Tras varios meses de negociar con el suda-mericano -y tras el auxilio
solicitado por el entonces técnico Nelson Ancheta-, este se hizo
cargo del campeón nacional. El 6 de octubre, Valle presentó
al técnico a los jugadores. Pero, sorpresa, el 7 de octubre, un
día después, la dirigencia tigrilla anunció que el
charrúa ya no sería el entrenador del equipo, y que jamás
lo presentaron oficialmente.
Supuestas “mentiras” en la hoja de vida del sudamericano obligaron
la decisión. Por la tarde de ese mismo día, Techera tomó
un avión de regreso a Uruguay. Antes comentó que no había
mentido. “Jamás dije que había sido auxiliar de Maño
en la Selección de Paraguay. Yo fui su asistente personal”,
dijo. Quien sí se quedó fue el delantero José César
Colmán, quien no anotó un solo gol con el plantel, pese
a que, según su representante, la ficha del jugador vale más
de un millón de dólares.
El baile de Bailey
Amediados de enero, los directivos del Atlético Balboa presentaron
con mucha pompa al delantero hondureño Roberto Bailey, quien, según
la dirigencia atunera, formaría el “triángulo del
mal” con Nildeson de Mello, el “Zurdito” Nelson Reyes
y Franklin Webster. El catracho llegó con contrato firmado a La
Unión, y con una sorpresa. Venía lesionado y ya no se repuso.

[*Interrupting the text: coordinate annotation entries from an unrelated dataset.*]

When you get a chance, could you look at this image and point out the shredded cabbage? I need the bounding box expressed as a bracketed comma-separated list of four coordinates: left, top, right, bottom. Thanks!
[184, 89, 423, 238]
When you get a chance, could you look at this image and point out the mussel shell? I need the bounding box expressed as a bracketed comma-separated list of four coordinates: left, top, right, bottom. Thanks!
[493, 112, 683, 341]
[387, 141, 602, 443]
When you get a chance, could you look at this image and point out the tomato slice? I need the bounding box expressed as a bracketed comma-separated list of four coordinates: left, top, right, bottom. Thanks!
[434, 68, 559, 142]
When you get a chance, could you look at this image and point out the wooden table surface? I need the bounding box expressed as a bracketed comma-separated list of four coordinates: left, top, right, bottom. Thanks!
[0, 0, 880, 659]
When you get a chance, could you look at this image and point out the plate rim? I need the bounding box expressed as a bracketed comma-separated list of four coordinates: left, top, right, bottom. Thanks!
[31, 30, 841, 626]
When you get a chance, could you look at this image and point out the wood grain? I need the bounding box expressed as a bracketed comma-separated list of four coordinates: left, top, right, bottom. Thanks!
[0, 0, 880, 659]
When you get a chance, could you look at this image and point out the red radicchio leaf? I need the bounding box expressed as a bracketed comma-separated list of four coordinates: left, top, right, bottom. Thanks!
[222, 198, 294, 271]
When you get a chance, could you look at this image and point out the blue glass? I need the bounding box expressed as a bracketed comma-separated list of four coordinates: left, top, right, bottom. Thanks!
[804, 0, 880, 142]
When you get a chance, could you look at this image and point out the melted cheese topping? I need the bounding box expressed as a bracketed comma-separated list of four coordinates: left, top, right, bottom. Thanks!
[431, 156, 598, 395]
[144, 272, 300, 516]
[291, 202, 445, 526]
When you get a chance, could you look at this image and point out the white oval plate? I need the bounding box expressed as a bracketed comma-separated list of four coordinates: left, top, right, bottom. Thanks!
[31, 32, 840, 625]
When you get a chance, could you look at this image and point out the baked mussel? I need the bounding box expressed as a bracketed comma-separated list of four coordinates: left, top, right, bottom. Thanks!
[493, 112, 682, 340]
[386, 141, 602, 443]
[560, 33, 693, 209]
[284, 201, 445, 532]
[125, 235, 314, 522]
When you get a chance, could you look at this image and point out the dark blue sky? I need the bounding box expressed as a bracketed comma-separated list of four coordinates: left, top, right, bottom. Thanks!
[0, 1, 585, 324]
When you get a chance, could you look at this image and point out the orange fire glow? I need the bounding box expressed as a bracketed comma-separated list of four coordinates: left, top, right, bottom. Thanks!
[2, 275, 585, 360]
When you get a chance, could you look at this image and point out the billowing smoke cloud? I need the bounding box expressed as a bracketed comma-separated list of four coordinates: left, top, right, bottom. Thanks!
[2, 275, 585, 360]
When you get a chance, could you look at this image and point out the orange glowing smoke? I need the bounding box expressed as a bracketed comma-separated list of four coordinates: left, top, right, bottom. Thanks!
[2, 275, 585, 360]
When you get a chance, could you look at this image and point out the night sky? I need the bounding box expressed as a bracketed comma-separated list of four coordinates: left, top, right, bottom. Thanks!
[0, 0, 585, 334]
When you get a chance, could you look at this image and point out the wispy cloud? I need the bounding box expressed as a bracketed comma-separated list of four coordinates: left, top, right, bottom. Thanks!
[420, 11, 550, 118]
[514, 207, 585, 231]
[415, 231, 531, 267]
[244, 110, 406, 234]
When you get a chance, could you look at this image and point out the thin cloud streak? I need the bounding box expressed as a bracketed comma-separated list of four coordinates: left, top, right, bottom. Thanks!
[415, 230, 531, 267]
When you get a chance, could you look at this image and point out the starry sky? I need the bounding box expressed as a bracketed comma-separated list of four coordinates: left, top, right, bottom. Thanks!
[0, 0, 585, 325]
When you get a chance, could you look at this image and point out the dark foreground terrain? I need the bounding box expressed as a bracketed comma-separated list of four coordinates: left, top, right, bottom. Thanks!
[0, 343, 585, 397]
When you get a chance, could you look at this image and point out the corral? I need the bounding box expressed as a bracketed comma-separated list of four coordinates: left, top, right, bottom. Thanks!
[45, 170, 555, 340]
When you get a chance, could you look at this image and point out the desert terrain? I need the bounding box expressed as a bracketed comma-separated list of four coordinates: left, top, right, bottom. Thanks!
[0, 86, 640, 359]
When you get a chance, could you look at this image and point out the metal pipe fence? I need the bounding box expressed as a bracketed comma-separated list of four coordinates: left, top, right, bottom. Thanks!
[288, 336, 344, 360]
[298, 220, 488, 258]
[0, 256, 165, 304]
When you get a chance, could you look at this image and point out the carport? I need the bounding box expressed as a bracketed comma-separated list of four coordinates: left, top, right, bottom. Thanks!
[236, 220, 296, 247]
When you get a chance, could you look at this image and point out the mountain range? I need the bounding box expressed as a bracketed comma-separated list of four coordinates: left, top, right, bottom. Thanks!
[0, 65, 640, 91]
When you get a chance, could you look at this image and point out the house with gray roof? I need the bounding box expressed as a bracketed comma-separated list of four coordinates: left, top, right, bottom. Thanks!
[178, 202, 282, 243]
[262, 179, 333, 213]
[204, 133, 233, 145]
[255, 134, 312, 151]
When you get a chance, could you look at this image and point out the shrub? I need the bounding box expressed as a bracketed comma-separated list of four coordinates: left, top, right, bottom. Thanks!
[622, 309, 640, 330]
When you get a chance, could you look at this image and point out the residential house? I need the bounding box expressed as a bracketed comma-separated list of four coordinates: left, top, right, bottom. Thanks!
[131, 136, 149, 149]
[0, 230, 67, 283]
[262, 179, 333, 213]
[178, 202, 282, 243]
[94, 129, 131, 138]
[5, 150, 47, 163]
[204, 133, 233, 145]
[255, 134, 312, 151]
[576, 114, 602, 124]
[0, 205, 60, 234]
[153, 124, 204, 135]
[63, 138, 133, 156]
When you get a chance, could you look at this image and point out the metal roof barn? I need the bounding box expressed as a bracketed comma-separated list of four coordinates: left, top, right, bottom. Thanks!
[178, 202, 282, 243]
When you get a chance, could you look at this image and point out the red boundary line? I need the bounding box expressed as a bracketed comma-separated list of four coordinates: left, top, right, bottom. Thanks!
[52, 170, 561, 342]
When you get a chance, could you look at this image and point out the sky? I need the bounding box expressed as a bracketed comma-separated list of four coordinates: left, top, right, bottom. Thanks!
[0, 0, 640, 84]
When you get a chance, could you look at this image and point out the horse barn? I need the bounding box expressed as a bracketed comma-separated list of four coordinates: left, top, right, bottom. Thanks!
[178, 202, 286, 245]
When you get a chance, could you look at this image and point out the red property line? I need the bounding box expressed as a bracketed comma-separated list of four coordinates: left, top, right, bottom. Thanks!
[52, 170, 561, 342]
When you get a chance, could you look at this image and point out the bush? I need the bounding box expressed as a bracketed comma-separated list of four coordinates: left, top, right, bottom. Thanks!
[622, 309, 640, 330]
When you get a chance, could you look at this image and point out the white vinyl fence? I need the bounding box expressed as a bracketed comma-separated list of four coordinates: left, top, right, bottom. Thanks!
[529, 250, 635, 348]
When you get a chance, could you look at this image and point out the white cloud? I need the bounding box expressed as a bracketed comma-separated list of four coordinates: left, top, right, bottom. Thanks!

Lo enviaron de vuelta a Honduras y se terminó el año y nunca
regresó. Eso sí, antes se aseguró de dejarlos bien
bailados.
De la gloria al infierno
La última campaña de Municipal Limeño en Primera
fue una de sus mejores. Los cucheros llegaron a las semifinales, pero
no evitaron el repechaje para no descender, ya que no le alcanzaron los
puntos para salvarse automáticamente.
En la serie contra Coca Cola, un aficionado les echó a perder el
trabajo al lanzar una lata a uno de los jueces, por lo que perdió
el juego. Una semana más tarde empató a cero en el estadio
Cuscatlán bajo un diluvio y eso lo envió directo a la Segunda.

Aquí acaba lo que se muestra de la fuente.